Coming up – the man who invented the pop up toaster.
The year was 1919, World War I was raging, and Charles Strite, who worked in a Stillwater Minnesota defense plant was ticked. Not about the war – he was mad at the company cafeteria. It consistently burned his toast!
It’s not like electric toasters weren’t available. General Electric introduced a successful one in 1909. But ten years had passed, and toast was still in the dark ages – so to speak. Most electric toasters browned bread one-side-at-a-time. And all toasters required human intervention to keep bread from burning.Toasters weren’t just annoying – they were fire hazards!
Fortunately Charlie Strite was mechanical engineer intent on fixing the problem.
He went to work, and emerged from his workshop with a revolutionary new appliance: an electric toaster with a clock-like timer, dual levers and powerful springs. It not only browned bread on both sides — simultaneously —it shut itself off and ejected the slices when finished. It was the world’s first automatic pop-up toaster.
Strite called it “The Toastmaster” and patented it on October 18, 1921.
It wasn’t the lightweight appliance we know today. Built for restaurants, it was a heavy cast aluminum unit weighing nearly 20 pounds — heavier than most bowling balls. But it was successful!
And, you could say, it was the greatest thing since sliced bread.
Except for one thing. Sliced bread wasn’t invented until the mid-1920s.
But when it was introduced, Strite was there, with a 1926 model called the“1-A-1” — the first pop-up toaster for home use.
It was so successful, it made Toastmaster a household name.

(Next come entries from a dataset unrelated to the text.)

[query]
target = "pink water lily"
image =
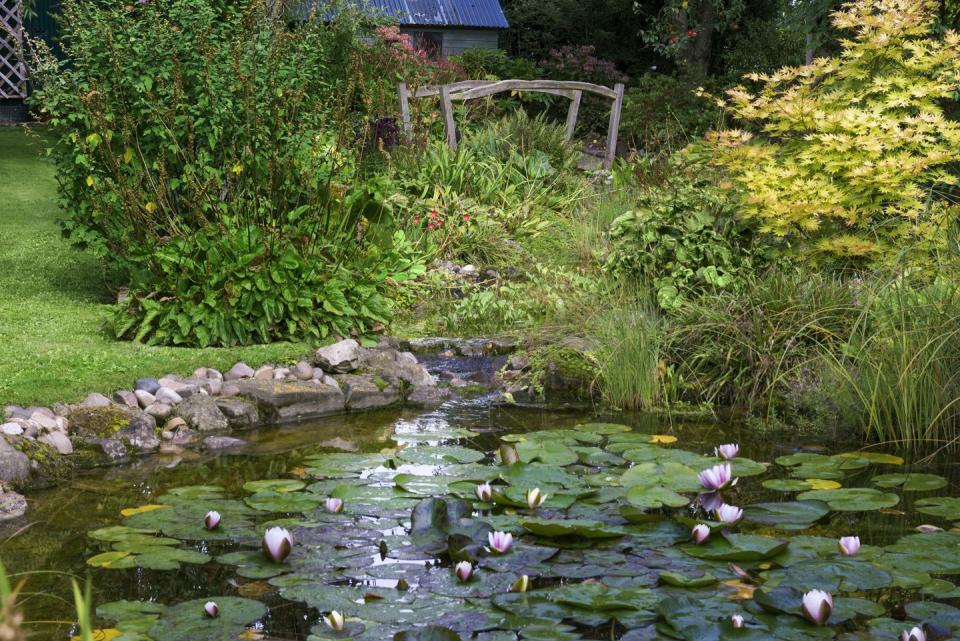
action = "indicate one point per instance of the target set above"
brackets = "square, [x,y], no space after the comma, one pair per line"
[727,450]
[729,513]
[485,492]
[849,545]
[464,571]
[277,544]
[700,533]
[817,606]
[718,477]
[500,542]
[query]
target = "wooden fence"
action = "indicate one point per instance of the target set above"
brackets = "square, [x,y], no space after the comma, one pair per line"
[473,89]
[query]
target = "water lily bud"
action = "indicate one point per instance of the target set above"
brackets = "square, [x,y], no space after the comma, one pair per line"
[463,571]
[334,620]
[700,533]
[521,585]
[727,450]
[277,544]
[817,606]
[500,542]
[485,492]
[849,545]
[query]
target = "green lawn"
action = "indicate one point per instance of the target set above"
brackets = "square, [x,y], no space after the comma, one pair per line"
[53,301]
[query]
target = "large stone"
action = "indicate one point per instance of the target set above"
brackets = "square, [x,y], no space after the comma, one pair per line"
[202,414]
[288,401]
[340,357]
[365,392]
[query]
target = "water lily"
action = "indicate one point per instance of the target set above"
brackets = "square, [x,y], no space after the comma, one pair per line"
[817,606]
[485,492]
[521,585]
[535,498]
[277,544]
[718,477]
[729,513]
[500,542]
[463,571]
[334,620]
[700,533]
[849,545]
[916,634]
[727,450]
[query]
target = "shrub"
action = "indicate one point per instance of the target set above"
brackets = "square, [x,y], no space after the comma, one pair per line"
[850,152]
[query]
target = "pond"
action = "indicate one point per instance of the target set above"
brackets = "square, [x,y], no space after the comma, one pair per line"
[608,553]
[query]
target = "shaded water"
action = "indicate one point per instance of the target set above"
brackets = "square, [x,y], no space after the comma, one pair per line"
[53,535]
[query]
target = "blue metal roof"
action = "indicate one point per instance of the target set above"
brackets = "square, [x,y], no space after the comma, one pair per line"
[442,13]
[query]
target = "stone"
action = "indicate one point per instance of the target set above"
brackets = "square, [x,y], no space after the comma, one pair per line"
[239,371]
[303,371]
[288,401]
[363,393]
[148,385]
[126,397]
[58,441]
[95,400]
[220,443]
[168,396]
[340,357]
[239,413]
[14,464]
[202,414]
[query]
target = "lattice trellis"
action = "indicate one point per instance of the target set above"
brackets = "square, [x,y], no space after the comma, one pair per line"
[13,73]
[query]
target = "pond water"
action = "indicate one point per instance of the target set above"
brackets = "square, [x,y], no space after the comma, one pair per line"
[608,553]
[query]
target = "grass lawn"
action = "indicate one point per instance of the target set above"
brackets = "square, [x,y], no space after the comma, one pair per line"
[53,301]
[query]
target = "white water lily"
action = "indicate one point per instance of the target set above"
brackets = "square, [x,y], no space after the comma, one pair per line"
[849,545]
[700,533]
[500,542]
[334,620]
[485,492]
[817,606]
[277,544]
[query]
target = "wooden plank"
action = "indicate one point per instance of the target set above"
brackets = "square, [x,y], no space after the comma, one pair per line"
[614,128]
[446,106]
[572,113]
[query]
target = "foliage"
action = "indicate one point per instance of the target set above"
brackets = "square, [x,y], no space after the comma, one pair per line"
[850,159]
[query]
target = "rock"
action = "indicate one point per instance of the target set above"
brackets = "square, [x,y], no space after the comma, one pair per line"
[239,413]
[220,443]
[14,464]
[287,401]
[95,400]
[364,392]
[168,396]
[126,397]
[340,357]
[201,413]
[239,371]
[148,385]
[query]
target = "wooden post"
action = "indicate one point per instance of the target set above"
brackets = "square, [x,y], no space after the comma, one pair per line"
[572,114]
[446,106]
[614,127]
[405,111]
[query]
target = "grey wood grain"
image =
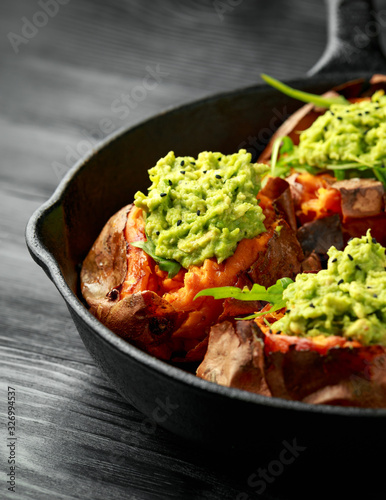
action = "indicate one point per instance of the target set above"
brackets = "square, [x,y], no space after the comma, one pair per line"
[61,92]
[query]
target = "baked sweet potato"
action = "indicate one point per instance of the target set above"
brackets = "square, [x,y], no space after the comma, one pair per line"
[128,292]
[334,371]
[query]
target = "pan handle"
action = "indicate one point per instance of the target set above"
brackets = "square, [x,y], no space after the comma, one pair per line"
[353,43]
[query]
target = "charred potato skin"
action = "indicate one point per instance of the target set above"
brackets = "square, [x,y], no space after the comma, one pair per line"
[297,370]
[143,318]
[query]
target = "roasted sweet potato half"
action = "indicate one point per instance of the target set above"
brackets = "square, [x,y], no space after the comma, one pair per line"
[335,372]
[127,291]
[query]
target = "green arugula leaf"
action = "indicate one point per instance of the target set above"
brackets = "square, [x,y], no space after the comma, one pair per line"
[323,102]
[170,266]
[273,294]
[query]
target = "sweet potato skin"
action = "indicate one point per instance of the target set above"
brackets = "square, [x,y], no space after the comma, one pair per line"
[336,372]
[142,317]
[235,357]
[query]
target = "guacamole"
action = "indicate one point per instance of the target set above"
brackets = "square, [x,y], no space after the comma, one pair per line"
[346,133]
[201,208]
[347,299]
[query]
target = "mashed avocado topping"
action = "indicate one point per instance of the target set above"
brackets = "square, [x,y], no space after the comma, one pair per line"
[347,133]
[201,208]
[347,299]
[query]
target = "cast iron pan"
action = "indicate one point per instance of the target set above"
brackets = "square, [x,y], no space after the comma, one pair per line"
[60,233]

With six models to choose from, all elegantly designed, Toastmaster became the world’s most popular toaster brand – a distinction it held for decades. In addition to the revolutionary features of its original model, it introduced other key innovations we expect today: shock absorbers to quiet the bread tray, hinged crumb trays, and cool-touch sides to prevent hand burns. In fact, according to the Massachusetts Institute of Technology, most toasters today use the same basic design Charlie Strite introduced way back in 1921.
Charles Strite exemplifies an axiom featured on our website: Think Around Your Frustration.
Upset with the burnt toast in his company cafeteria, he invented the automatic pop up toaster. Now Why Didn’t I Think of That?